Haziran 2, 2025

Teknoloji, Bilim ve İnsan Odaklı Sürdürülebilirlik: L’Oréal Türkiye’den Geleceğe Yatırım

Teknoloji, Bilim ve İnsan Odaklı Sürdürülebilirlik: L’Oréal Türkiye’den Geleceğe Yatırım

 

Tekno-güzellik devi L’Oréal Türkiye, ‘Gelecek İçin L’Oréal’ sürdürülebilirlik programı kapsamında geliştirmeye devam ettiği 2030 hedeflerini bilim, teknoloji ve insan odaklı uygulamalarıyla hayata geçirmeye devam ediyor. L’Oréal Türkiye 2025 Dünya Çevre Günü’nde sürdürülebilirlik çalışmalarındaki son gelişmeleri paylaştı. Geçtiğimiz yıl dijital kampanyalarında karbon salınımını azaltmak için 2 markasıyla IMPACT+ iş birliğini duyuran L’Oréal Türkiye, bu yıl bu iş birliğini tüm markalarını kapsayacak şekilde genişletti.
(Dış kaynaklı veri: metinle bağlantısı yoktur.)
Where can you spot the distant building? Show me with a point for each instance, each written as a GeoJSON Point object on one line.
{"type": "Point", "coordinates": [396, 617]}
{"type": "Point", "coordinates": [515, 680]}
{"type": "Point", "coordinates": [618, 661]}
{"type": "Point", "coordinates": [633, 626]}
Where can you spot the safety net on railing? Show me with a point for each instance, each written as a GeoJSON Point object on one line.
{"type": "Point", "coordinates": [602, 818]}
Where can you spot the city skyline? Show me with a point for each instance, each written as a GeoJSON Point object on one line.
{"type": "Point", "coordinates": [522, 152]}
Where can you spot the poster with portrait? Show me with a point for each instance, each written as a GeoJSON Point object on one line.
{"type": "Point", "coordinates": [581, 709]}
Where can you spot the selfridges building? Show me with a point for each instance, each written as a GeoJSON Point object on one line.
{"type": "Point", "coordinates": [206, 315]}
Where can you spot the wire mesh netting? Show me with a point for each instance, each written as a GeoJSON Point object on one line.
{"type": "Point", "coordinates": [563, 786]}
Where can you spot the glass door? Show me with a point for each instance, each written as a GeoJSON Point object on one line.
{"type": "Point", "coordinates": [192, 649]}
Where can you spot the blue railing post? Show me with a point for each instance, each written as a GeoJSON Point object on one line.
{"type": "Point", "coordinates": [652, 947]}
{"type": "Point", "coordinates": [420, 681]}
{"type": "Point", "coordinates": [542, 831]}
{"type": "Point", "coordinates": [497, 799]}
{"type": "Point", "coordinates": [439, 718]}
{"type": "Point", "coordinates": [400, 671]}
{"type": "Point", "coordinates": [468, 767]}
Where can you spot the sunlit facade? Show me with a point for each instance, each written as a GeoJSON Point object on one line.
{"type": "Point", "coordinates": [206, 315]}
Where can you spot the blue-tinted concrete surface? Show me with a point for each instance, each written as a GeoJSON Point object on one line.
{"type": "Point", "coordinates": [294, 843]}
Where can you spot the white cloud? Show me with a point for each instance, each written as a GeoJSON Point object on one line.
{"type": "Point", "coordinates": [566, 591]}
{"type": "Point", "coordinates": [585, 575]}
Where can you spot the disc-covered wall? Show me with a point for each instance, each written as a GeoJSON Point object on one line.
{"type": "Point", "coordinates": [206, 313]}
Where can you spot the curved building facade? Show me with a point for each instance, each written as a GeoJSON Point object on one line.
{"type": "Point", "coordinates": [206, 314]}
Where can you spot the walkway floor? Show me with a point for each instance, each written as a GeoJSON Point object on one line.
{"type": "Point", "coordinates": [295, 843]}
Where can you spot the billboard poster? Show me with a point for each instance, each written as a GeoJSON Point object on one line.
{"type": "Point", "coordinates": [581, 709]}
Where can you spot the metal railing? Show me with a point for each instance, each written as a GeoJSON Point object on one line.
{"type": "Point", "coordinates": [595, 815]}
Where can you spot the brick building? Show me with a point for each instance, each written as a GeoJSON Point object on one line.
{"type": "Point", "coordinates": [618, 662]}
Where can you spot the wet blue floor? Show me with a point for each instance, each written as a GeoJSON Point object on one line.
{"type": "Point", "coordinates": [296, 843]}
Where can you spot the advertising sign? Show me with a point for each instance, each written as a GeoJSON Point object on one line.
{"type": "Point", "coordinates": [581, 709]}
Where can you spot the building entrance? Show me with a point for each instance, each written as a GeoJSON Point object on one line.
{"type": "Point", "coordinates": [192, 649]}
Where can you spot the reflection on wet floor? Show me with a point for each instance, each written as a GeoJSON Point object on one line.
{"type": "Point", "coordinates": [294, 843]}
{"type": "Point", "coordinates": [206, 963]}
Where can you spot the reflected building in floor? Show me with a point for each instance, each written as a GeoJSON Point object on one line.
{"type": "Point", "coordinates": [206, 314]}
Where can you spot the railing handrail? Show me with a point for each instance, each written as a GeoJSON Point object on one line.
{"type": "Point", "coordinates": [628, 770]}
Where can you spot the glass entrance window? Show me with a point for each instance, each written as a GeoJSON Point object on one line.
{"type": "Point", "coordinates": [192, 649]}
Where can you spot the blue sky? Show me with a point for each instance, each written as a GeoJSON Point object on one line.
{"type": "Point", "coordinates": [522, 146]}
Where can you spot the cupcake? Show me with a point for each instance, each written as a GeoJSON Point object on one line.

L’Oréal Türkiye, pazarlama ve iletişim sektöründe net sıfır karbon emisyonu hedefleyen Ad Net Zero Türkiye oluşumunun da bir parçası olurken, 2010’da lanse edilen ‘Gelecek için L’Oréal’ sürdürülebilirlik programı bilim, teknoloji ve yeni regülasyonlar ışığında gelişmeleri takip ederek sürdürülebilir bir gelecek için attığı adımları kamuoyu ile paylaştı. Türkiye’nin tekno-güzellik devi, aynı zamanda Muğla’da yangın nedeniyle hasar gören ormanlık bölgelere yaklaşık 6000 m²’lik alanı kapsayacak şekilde50 bin tohum topu atımı gerçekleştirerek doğaya katkı sağlama çalışmalarını sürdürürken, ambalaj tüketimini azaltmak amacıyla yeniden doldurulabilir ürün portföyünü de genişletiyor.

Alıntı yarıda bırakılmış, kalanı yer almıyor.